LuniXX was very pleased with what he was seeing tonight. The components he had salvaged would be a perfect fit, he thought to himself as he emitted an audible sigh of satisfaction and relief, for the time machine that he was now in the process of constructing. This contraption was going to be a predominantly mechanical apparatus this time around, devoid of all but the most essential electrical components–whatever lighting was necessary, for example–installed within the confines of an ornately decorated dark oiled walnut wood confessional booth which he had succeeded in obtaining through an unbelievably shrewd trade he had made covertly online against a crateful of government-surplus automotive shock absorbers. He had recently conceived this project to playfully but also poignantly illustrate what he considered to be a uniquely uncomplicated interpretation of the, in his mind, nearly linear defining relationship that existed between organized religion and institutionalized venality.

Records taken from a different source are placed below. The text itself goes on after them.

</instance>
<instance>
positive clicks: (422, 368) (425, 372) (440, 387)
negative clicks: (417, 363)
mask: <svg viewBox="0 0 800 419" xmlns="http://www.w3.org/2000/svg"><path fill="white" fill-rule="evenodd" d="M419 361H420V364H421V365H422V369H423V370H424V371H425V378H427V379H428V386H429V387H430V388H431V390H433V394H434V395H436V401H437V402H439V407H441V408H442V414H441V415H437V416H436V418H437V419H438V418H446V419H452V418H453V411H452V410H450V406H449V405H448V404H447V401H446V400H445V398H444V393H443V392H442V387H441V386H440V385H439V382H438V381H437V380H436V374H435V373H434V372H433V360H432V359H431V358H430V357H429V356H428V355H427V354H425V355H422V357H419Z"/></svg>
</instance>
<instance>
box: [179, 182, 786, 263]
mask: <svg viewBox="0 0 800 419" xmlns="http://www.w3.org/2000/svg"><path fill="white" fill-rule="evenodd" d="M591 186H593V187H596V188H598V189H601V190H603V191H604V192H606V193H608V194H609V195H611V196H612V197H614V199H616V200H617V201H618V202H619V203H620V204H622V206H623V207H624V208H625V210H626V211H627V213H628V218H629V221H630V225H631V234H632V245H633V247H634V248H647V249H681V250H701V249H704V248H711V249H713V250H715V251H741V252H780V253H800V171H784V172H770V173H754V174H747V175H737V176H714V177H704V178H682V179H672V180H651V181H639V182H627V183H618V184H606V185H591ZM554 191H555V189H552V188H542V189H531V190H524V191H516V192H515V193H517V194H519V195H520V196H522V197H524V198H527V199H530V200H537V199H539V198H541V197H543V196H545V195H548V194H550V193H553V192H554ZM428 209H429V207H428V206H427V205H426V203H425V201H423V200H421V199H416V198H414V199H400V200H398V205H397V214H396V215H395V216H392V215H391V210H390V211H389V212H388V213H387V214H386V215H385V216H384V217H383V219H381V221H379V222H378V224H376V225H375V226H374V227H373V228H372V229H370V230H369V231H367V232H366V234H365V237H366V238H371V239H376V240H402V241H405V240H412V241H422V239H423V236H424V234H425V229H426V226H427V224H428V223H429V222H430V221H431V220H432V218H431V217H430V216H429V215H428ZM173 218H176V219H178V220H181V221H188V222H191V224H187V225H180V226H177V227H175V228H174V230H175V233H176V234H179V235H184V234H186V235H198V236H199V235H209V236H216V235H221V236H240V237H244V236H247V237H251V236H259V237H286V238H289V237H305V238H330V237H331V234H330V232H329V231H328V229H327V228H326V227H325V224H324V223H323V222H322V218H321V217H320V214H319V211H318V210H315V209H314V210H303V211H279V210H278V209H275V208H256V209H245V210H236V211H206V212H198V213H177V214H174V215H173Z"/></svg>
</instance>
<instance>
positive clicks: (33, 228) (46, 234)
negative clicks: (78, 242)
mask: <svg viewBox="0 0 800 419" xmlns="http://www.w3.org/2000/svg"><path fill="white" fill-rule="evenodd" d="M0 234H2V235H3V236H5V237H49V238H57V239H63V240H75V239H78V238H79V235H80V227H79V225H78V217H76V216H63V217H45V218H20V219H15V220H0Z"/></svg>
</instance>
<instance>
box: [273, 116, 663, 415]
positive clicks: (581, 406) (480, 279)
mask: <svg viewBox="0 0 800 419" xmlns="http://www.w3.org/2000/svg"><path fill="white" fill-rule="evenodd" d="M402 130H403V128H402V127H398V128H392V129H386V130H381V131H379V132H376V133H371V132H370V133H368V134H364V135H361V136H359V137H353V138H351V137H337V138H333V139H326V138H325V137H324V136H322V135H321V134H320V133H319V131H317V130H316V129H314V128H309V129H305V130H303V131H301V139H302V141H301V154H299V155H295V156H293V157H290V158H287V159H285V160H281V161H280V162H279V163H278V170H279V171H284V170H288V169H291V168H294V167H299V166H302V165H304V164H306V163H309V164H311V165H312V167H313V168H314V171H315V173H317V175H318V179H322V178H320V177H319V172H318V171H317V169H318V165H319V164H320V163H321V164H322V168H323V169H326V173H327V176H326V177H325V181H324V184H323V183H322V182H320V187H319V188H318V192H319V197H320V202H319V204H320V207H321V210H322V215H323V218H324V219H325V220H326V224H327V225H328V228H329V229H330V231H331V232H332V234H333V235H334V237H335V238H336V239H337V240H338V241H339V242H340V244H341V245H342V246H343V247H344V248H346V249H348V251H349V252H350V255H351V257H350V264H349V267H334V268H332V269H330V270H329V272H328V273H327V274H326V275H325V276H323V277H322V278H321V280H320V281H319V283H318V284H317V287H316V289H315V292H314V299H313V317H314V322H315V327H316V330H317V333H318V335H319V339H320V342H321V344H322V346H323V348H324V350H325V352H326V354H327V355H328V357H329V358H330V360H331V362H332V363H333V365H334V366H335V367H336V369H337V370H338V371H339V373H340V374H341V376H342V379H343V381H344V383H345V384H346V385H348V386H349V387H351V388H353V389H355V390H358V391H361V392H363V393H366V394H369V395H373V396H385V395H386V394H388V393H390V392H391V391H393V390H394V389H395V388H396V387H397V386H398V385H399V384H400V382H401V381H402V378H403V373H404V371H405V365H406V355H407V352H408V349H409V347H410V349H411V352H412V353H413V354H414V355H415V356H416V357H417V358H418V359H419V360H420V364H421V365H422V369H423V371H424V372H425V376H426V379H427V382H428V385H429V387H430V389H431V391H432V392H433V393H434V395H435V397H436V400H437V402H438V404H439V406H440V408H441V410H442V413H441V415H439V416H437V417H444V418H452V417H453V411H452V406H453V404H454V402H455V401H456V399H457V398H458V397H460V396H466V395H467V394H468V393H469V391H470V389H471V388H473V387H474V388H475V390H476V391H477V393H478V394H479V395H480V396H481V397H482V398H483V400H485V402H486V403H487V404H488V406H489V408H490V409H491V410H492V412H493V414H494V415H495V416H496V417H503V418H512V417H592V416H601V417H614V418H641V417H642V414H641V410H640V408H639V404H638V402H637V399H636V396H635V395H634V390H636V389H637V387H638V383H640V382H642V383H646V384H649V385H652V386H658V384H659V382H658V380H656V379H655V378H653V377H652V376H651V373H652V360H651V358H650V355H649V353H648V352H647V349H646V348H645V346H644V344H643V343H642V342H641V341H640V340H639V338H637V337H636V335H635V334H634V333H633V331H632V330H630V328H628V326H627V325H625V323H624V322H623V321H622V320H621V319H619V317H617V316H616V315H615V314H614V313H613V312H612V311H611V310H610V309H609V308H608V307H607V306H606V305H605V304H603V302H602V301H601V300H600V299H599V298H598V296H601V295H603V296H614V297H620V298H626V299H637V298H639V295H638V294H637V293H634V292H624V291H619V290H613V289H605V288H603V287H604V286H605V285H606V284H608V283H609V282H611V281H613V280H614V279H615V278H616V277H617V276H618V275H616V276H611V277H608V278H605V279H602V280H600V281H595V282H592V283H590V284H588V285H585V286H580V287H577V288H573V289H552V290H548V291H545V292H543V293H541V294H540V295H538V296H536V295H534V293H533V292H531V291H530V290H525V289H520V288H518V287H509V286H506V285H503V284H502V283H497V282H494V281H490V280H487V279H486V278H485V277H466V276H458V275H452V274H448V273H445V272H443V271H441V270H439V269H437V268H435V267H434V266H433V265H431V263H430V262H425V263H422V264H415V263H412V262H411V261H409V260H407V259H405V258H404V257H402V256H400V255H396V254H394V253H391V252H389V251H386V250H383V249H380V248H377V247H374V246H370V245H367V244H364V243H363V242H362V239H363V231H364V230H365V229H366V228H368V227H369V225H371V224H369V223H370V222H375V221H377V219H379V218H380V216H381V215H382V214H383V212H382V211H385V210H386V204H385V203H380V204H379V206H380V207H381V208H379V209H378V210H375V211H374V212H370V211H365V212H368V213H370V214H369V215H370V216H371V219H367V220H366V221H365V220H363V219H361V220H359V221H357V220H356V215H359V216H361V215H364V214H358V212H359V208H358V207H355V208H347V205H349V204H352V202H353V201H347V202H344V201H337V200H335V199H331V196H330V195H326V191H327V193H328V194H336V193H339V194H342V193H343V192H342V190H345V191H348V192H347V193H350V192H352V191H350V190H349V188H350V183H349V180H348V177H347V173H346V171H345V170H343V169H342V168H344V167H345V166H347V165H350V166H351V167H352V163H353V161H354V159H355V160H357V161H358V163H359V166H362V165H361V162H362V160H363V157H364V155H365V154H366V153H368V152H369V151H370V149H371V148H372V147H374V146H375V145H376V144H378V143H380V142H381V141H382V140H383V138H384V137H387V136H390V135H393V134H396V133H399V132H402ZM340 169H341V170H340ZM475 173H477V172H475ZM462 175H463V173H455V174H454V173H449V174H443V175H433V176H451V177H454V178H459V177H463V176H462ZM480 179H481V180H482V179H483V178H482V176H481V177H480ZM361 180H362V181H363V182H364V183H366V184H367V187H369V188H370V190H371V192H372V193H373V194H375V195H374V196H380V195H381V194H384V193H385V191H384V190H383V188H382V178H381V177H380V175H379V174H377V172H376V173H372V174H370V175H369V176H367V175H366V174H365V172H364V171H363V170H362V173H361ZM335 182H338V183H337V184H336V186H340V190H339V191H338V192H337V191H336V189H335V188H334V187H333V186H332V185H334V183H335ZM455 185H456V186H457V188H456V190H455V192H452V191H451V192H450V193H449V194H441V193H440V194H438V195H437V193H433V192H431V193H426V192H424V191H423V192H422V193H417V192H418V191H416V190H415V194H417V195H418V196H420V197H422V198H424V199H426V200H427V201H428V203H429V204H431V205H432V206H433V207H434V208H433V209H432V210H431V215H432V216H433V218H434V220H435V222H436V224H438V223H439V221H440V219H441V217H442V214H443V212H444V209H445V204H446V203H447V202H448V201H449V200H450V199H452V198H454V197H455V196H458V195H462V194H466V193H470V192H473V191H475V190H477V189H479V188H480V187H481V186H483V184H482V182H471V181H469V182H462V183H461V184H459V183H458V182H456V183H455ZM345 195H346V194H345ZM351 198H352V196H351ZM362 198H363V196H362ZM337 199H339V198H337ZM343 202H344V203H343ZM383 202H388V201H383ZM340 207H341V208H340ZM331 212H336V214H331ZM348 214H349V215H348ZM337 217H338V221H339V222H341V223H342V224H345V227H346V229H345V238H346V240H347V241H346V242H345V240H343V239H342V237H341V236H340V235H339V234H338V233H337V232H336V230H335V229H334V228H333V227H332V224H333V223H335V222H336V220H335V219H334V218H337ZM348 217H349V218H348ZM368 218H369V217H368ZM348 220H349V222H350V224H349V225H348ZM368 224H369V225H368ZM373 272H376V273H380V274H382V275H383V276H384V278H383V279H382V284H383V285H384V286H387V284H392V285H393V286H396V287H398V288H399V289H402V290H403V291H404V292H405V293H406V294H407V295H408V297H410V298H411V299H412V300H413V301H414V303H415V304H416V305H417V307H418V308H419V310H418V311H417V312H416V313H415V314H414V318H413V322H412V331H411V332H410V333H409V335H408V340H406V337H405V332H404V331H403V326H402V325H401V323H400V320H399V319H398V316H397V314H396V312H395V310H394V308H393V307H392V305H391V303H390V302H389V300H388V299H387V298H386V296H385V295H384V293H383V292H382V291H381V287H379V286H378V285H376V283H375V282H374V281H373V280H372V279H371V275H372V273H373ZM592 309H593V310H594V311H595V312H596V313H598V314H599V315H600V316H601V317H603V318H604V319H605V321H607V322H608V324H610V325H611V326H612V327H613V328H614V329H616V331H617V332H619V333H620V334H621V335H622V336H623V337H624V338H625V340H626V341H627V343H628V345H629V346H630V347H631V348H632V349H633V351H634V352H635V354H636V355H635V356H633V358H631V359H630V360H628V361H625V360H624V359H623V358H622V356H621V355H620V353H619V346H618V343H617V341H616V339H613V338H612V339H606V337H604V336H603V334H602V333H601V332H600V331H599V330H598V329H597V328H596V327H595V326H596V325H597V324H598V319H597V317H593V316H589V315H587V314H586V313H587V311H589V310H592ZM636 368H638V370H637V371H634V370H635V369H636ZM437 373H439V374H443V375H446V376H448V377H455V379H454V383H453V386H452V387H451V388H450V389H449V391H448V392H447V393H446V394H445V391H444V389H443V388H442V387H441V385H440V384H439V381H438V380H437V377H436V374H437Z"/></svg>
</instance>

Taking a short break from his activities, he donned his glasses again. The sturdy composite frame of the spectacles had a unique light beige-and-brown leopard spot pattern that matched the toes of the shoes he customarily wore whenever he went out.
In the very earliest beginnings of his deliberations, the first round of concept drawings for this project originally bore the somewhat pompous title Deux et Machina. It was doubtlessly an altogether appropriate and classic description or even a summation of the subject matter that he was determined to present, LuniXX felt. But at the same time, he had to admit to himself that it appeared to be lacking what someone else might have termed as market appeal. A close friend, with whom he had shared a glass or two of red wine while discreetly discussing the project at the time of its inception, had jokingly referred to it as his blasphemy.Box as their evening get-together progressed and the stock of Merlot Primitivo was successively depleted.